Desabafo

Nas últimas semanas, têm surgido várias reportagens sobre ter filhos em tempos de crise. A geração que hoje tem filhos foi em tempos apelidada de geração rasca. Era a altura da contestação às provas globais e mostravam-se rabiosques em frente à Assembleia da República. Mais tarde, chamaram-nos geração à rasca. Foi quando perceberam que os tempos dourados estavam a acabar. Ultimamente, éramos a geração mil euros. Fomos mimados em tempos de fartura, mas lançados no mercado de trabalho em tempos de declínio.

Para mim, uma frase no Expresso de há uma semana resume a vontade desta nova geração de pais: «é não permitir que a crise vença e hipoteque o sonho de ter uma família». Não temos facilidades, mas temos uma vontade enorme de trazer filhos a este mundo. Se ele é duro, mudá-lo-emos, com e por eles. Estamos (espero) a criar uma geração de ouro. Acredito que estes nossos filhos crescerão, consequência dos tempos difíceis, com a certeza de que é preciso partilhar, que é preciso juntar esforços, que é preciso acreditar em algo mais do que em si próprios. Uns filhos menos egoístas do que os pais.

A classe média de agora (em tempos 'filhinhos dos papás e das mamãs') pede carrinhos emprestados, junta-se em chás de vendinhas de amigos, apoia negócios locais de roupinhas, troca roupas que não precisa, recicla o que é velho, junta-se em casa e recupera o prazer de cozinhar, com família e amigos, a pretexto de mais um aniversário do filhote. Não que a crise nos tenha transformado do dia para a noite, nem nos tenha feito subitamente a mais altruísta das gerações. Fomos até agora a geração com mais facilidades que Portugal conheceu. Disso não tenhamos dúvidas. Mas actualmente, a dificuldade em ter emprego estável obriga-nos a trabalhar com mais afinco. A família e os amigos desdobram-se quando a criança está com febre, para que nenhum dos pais falte, ou quando há um jantar de trabalho decisivo. Apoiamos afincadamente um amigo que lança um projecto por conta própria. Acho que refreámos uma competitividade doentia que se instalava na sociedade. Estamos também a abandonar o materialismo excessivo e tentamos focar-nos no que é essencial: o sermos felizes e criarmos crianças felizes.

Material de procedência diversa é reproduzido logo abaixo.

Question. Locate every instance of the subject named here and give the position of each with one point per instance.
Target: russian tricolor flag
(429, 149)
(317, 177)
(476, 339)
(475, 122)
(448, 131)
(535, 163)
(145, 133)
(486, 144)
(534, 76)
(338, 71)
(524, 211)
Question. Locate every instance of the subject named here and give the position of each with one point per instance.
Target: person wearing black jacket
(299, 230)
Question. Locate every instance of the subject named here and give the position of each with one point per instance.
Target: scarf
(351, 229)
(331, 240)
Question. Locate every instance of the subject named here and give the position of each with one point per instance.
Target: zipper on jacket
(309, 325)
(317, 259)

Mais, apesar de achar que não entra nas contas de quem quer ser pai, esta geração de pais à rasca está a contribuir para a renovação demográfica. Fornecemos ao País crianças que serão os trabalhadores (e contribuintes) do futuro, a troco de nada. Não temos qualquer benefício que facilite ter um, quanto mais dois e três filhos. Antes pelo contrário, pois cada vez pagamos mais impostos. Eu já só peço que o Estado saía das nossas cavalitas. Apesar de tudo, não é por isso que vamos deixar de viver e dar vida. Porque é de Amor que se trata.